Playing Twisted Mind Games
I was busy installing a firewall on my network in Jakarta a few weeks ago when I heard what sounded like thunder. Only it wasn't: There was just one clap, and the rumbling that followed was short, like bad reverb in an outdated studio. I peered out of the window. Half a mile away to the west, a plume of black smoke was rising from the J.W. Marriott Hotel. The terrorists had struck again.
Though almost everyone considers such events terrible, no two people react the same way to the insecurity of living in a city that has more than its share of explosions. Some folks I talked to somehow concluded that because police quickly identified the suspected perpetrators, there'd be no more bombs. Some won't go near a mall, hotel or crowded area, while others reckon that because hotels have now adopted tough security, they're the safest places.
If all this sounds like a warped game of logic, that's what security is. If you don't believe me, grab a copy of the excellent new book Beyond Fear, by security guru Bruce Schneier , published this week by Copernicus Books. Mr. Schneier, founder of Counterpane Internet Security Inc., a technology-security consultancy, wrote the bible for tech security, Secrets and Lies. The new book, his third, takes a more general look at security. Written in an authoritative and easily digestible style, Beyond Fear takes the mystique out of security, whether you're running a computer, a home or the Empire State Building. Security, Mr. Schneier drills home, is "a state of mind, but a mind focused on problem-solving and problem-anticipating and problem-imagining." Security, in other words, is psychological.

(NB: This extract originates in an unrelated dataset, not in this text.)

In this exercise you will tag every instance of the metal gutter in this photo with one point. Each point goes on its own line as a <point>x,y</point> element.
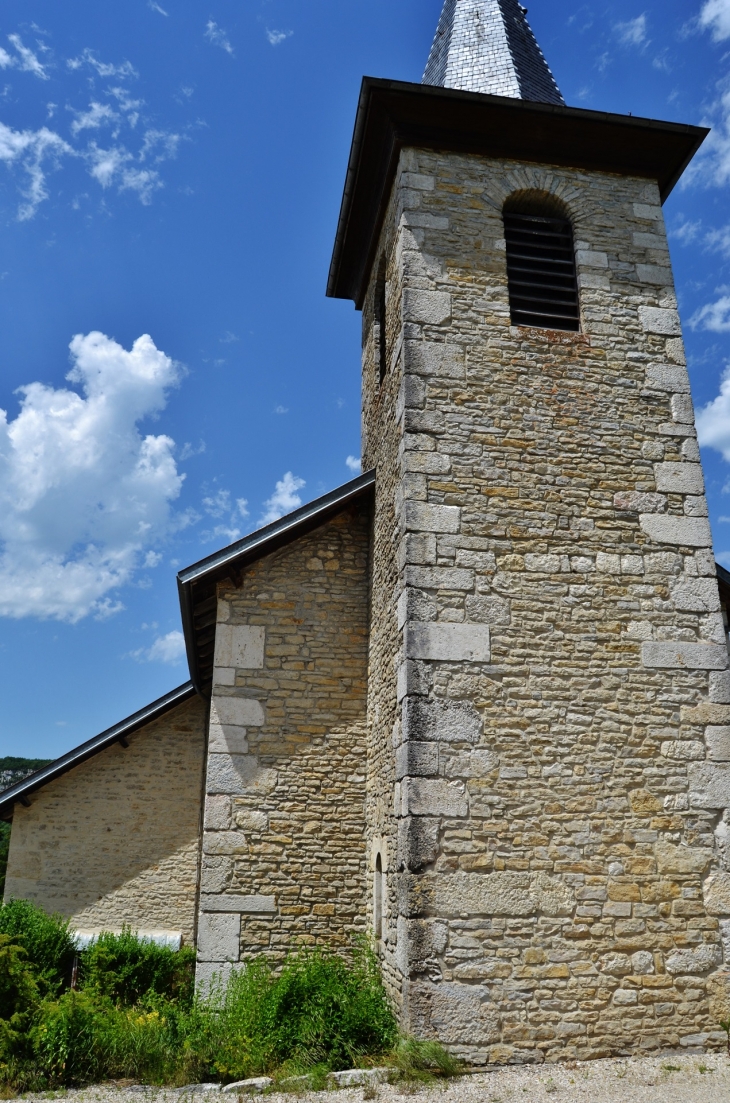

Take my security problem, for example. How do I convince the folks running my apartment complex that we are now at greater risk than before, since no right-thinking terrorist is going to try to get past the beefed-up security at hotels? Those administrators might agree to install a concrete barrier that requires vehicles to zigzag through the entrance, but will they ignore the likelihood of a terrorist driving through the unprotected exit gate instead? And what's the good of checking only vehicles that don't have residents' stickers on their windshields if those removable stickers could just be switched to another vehicle? Sound security means recognizing that however good your security system is, it's nothing if it isn't flexible enough to account for an attacker with brains.
Of course, all this reasoning applies to technology, too. The SoBig virus that recently attacked computer networks succeeded in slowing down the Internet for several reasons, some of them due to the misguided efforts of those who are supposed to know better. And while SoBig failed to be as destructive as some feared, it did manage to clog the Internet by invading address books and sending out thousands of copies of itself via e-mail. All this was made worse by the fact that servers stripped off the worm and directed some of the e-mails back to the senders, along with an automated message informing them they had been sending out infected e-mails.
Misleading Messages
The automated messages were usually composed by whatever antivirus software was running on the server (which added a bit of advertising to the e-mail). In fact, such messages were in most cases misleading and inaccurate, because SoBig sent out e-mails from uninfected as well as infected accounts. So, Joe B.'s name might have been in the sender field, but that didn't mean he sent the e-mail, or that he was infected, just that someone who was infected had Joe's e-mail address in his address book. In other words, much of SoBig's traffic was actually generated by the antivirus manufacturers themselves, wrongly informing people that they were infected (and suggesting they buy the manufacturers' flawed software as a solution).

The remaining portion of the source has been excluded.